The Journal News, Kathy Gardner | AP Photo A school bus that has been converted into a supersized oven, complete with smokestack, exhaust fans and working fire, is shown attached to the home of Rabbi Aaron Winternitz in Spring Valley, N.Y. Village building enforcement officer Manny Carmona says the bus, designed specifically to bake Passover matzos, will be allowed to operate as long as Rabbi Winternitz provides “clear drawings and approval by a licensed engineer” and moves it back from the house.

By Jim Fitzgerald, Associated Press Writer
Published: Thursday, March 29, 2007 8:31 PM MST


SPRING VALLEY, N.Y.—It wasn’t your typical fire.
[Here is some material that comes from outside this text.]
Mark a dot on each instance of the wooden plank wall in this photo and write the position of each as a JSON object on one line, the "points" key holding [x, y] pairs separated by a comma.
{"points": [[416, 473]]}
When police responded to a report that something smelled of smoke in the middle of the night, they found an old school bus that had been converted into a supersized oven for Passover matzos—complete with a smokestack, exhaust fans and working fire.

A building inspector said that while the bakery bus wasn’t nearly up to code, it was “very creative.”
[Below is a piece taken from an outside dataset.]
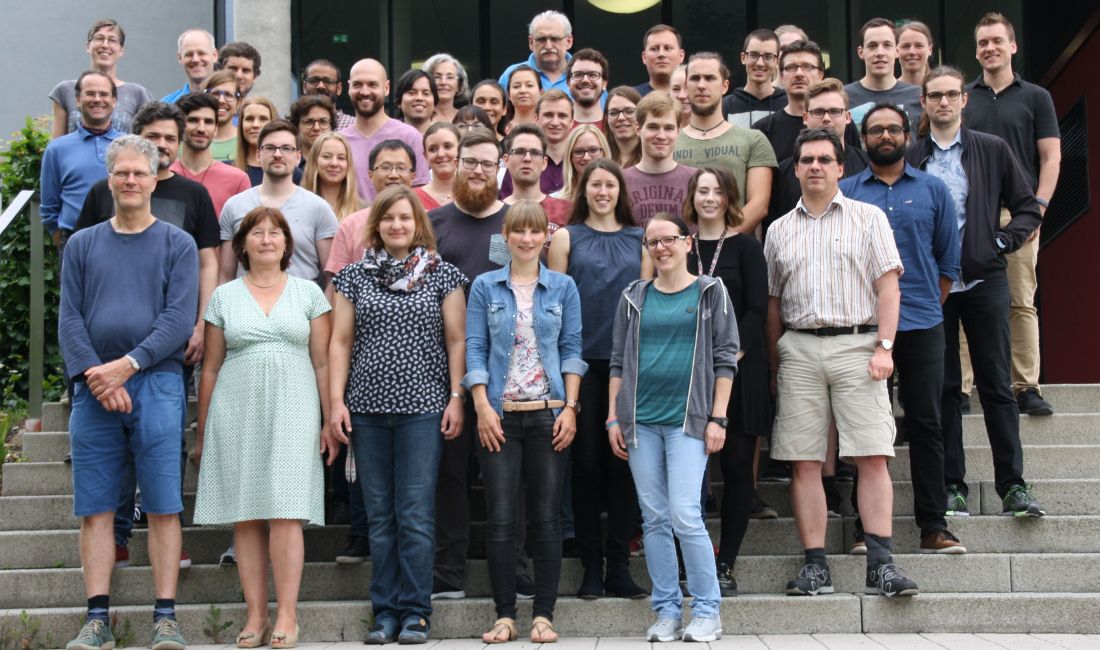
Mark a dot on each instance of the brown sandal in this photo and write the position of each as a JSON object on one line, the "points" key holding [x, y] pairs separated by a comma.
{"points": [[505, 626], [542, 630]]}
The derelict red-and-white bus, connected by a plywood passageway to a single-family house, was out of sight of casual passers-by in a Hasidic Jewish neighborhood and had apparently escaped the notice of authorities.
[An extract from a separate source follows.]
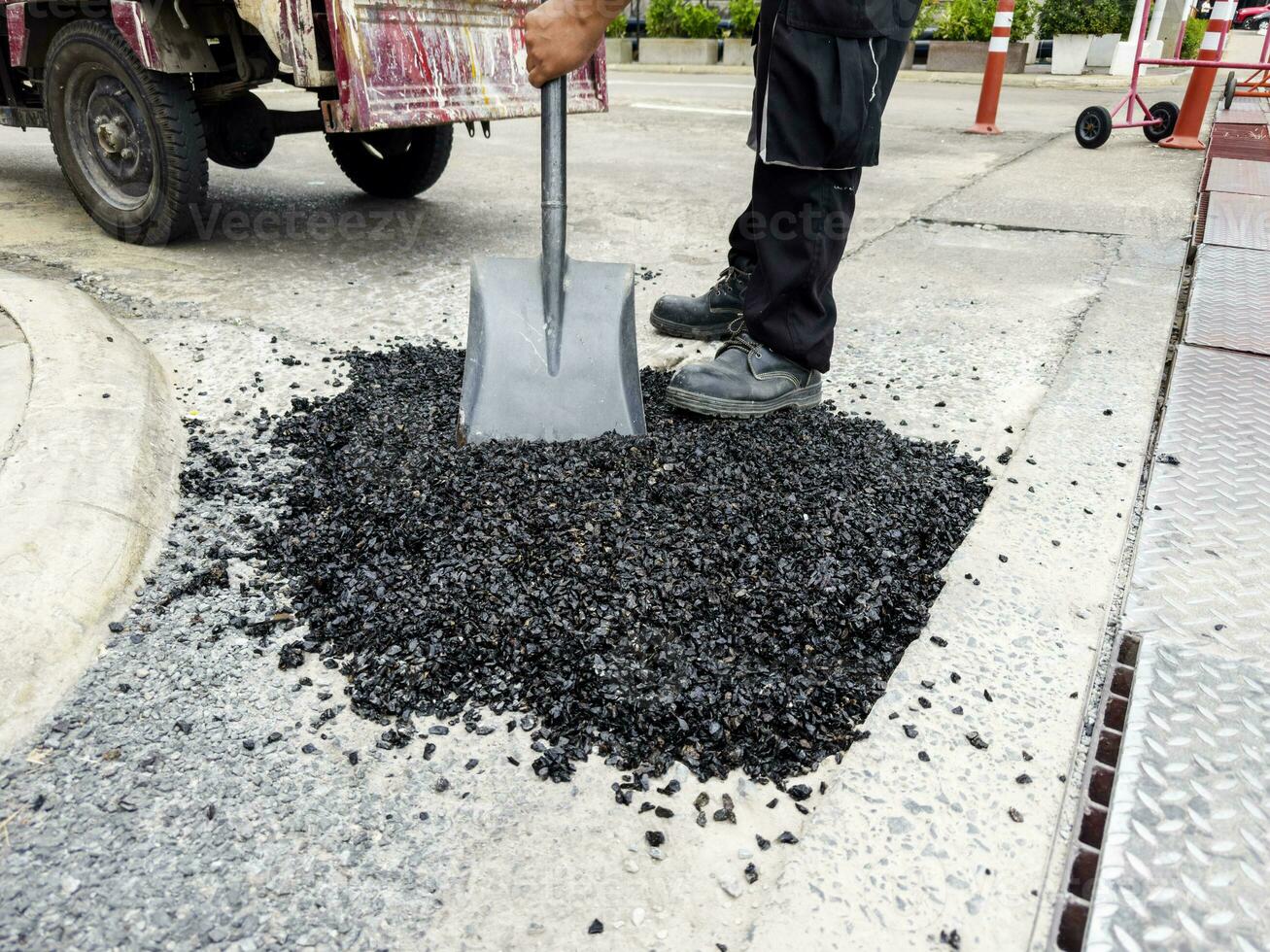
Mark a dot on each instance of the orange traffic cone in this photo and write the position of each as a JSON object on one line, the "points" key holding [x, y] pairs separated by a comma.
{"points": [[1191, 116], [985, 119]]}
Its owner, Rabbi Aaron Winternitz, said he had been making the unleavened bread there for three Passovers and was eager to do the same this year, with Passover coming up at sundown Monday.

Winternitz made them for his 50-member Congregation Mivtzar Hatorah. Observant Jews eat matzo during Passover week to illustrate how the Jews had no time to let their bread rise as they fled slavery in Egypt.


He said that the oven-in-a-bus was his invention, and that he purposely bought an old school bus because “school buses are made strong and safe.”

Police Sgt. Lou Scorziello said police traced the smoke to the bus at about 3 a.m. Friday.

He said the back door of the bus, formerly the emergency exit, was the oven door.

“All the seats had been removed and the whole inside was an oven,” he said.

A police spokesman in Spring Valley, a New York City suburb, described the setup as “a tinderbox.” Manny Carmona, Spring Valley’s deputy building inspector, told Winternitz that he has to move the bakery bus away at least 10 feet from the house, disconnect the unauthorized gas line that was fueling the oven and come up with documents to show that a licensed engineer had overseen the project.